Pour Tom Lanoye, Hamlet est à tous points de vue un « écartelé ». Hamlet a l’âge et l’intelligence nécessaires pour deviner les rapports de forces à la Cour, mais il possède encore aussi la pureté qui le fait s’y opposer a priori : c’est une question de principe. S’il est poussé par l’exaltant Sturm und Drang de toute nouvelle génération, il est aussi conscient des conséquences de ses actes. Il contemple avec effroi ce qui se passe autour de lui, mais son imagination le soutient pendant un certain temps. L’incertitude qui le déchire débouche cependant sur le doute et la léthargie. L’indignation, la peur, la témérité, l’impuissance, la haine de soi… : autant d’émotions qui cherchent à prendre le dessus. Hamlet est mélancolique et cynique à la fois — par deux fois plus âgé que son âge. Seule son énergie verbale demeure brillante, jusqu’à ce que, finalement, elle décline…
Dans Hamlet vs Hamlet, Lanoye et Cassiers montrent comment une nouvelle génération (Hamlet, Ophélie, Laërte) ne parvient pas à trouver une solution de remplacement au monde pourri de leurs aînés (Claudius, Gertrude, Polonius). Hamlet s’abîme dans l’impuissance et l’idéalisation de son père mort. Ophélie s’égare, ballottée entre les attentes de son père, de son frère et d’Hamlet. Laërte sombre, victime de sa démesure destructive.
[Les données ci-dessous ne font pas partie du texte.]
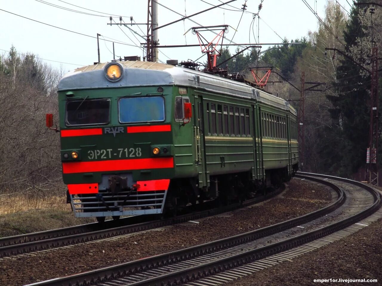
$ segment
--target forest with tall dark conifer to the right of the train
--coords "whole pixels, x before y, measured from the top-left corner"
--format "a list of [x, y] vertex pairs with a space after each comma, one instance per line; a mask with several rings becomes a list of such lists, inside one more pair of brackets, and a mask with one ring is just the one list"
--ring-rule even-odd
[[[354, 5], [349, 14], [337, 1], [328, 0], [325, 16], [317, 20], [317, 31], [309, 31], [300, 39], [284, 39], [285, 43], [300, 45], [275, 46], [264, 52], [253, 49], [228, 61], [229, 71], [244, 73], [249, 80], [253, 76], [248, 67], [272, 66], [264, 90], [290, 101], [296, 109], [302, 72], [304, 82], [323, 83], [314, 88], [320, 91], [305, 92], [304, 171], [365, 179], [371, 89], [368, 71], [372, 47], [380, 48], [382, 43], [382, 12], [374, 8]], [[226, 47], [220, 63], [229, 57]], [[309, 86], [312, 84], [304, 88]], [[378, 90], [380, 102], [381, 80]]]

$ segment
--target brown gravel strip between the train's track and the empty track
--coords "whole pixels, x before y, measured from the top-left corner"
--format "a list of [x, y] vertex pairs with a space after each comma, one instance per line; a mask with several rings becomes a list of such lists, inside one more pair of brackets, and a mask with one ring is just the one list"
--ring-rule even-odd
[[25, 285], [207, 243], [298, 217], [330, 202], [328, 187], [294, 178], [281, 196], [228, 213], [230, 217], [4, 259], [0, 261], [0, 285]]

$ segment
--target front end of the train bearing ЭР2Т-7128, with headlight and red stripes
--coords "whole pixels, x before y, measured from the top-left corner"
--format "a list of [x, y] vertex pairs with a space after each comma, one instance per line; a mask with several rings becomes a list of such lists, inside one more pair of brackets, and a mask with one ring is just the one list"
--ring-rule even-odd
[[176, 67], [110, 62], [60, 81], [62, 173], [76, 217], [163, 212], [175, 170], [173, 131], [181, 126], [192, 134], [189, 100], [174, 87], [170, 68]]

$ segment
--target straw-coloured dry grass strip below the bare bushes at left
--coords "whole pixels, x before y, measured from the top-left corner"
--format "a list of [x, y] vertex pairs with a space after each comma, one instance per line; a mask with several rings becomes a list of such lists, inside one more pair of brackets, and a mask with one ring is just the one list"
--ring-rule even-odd
[[0, 215], [36, 209], [70, 211], [65, 196], [39, 196], [36, 194], [0, 194]]

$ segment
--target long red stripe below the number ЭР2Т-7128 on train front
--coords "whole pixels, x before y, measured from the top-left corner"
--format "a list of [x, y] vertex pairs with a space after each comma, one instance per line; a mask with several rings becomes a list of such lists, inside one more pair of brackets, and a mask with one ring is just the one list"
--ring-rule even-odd
[[174, 158], [123, 159], [87, 162], [63, 162], [63, 174], [173, 168]]

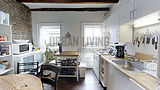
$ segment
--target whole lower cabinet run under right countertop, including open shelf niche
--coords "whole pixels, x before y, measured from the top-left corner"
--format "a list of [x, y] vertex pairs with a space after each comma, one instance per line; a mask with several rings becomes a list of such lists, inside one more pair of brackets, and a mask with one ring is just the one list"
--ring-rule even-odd
[[100, 82], [107, 90], [146, 90], [103, 58], [100, 58]]

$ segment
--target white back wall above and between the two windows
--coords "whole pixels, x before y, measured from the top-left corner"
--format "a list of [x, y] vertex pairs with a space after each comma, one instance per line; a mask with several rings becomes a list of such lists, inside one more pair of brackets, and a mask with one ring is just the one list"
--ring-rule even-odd
[[[33, 41], [38, 45], [37, 24], [62, 23], [62, 37], [70, 32], [74, 37], [81, 36], [81, 23], [102, 23], [106, 12], [32, 12]], [[77, 47], [63, 47], [65, 50], [77, 50]]]

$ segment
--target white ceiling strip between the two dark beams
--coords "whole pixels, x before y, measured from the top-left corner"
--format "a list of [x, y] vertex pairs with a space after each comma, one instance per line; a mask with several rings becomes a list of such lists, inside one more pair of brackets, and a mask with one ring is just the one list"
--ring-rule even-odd
[[60, 3], [23, 3], [27, 5], [30, 9], [37, 8], [107, 8], [111, 7], [113, 4], [60, 4]]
Lanoye et Cassiers dépeignent une société menacée de l’extérieur, mais minée en premier lieu par la paranoïa, les désirs incestueux et l’implosion morale. Le château où vit Hamlet, Elseneur, devient un palais des glaces sans issue, dans lequel tout le monde s’oppose à tout le monde. Et dans lequel, avant tout, Hamlet affronte ses propres fantômes. Hamlet vs Hamlet.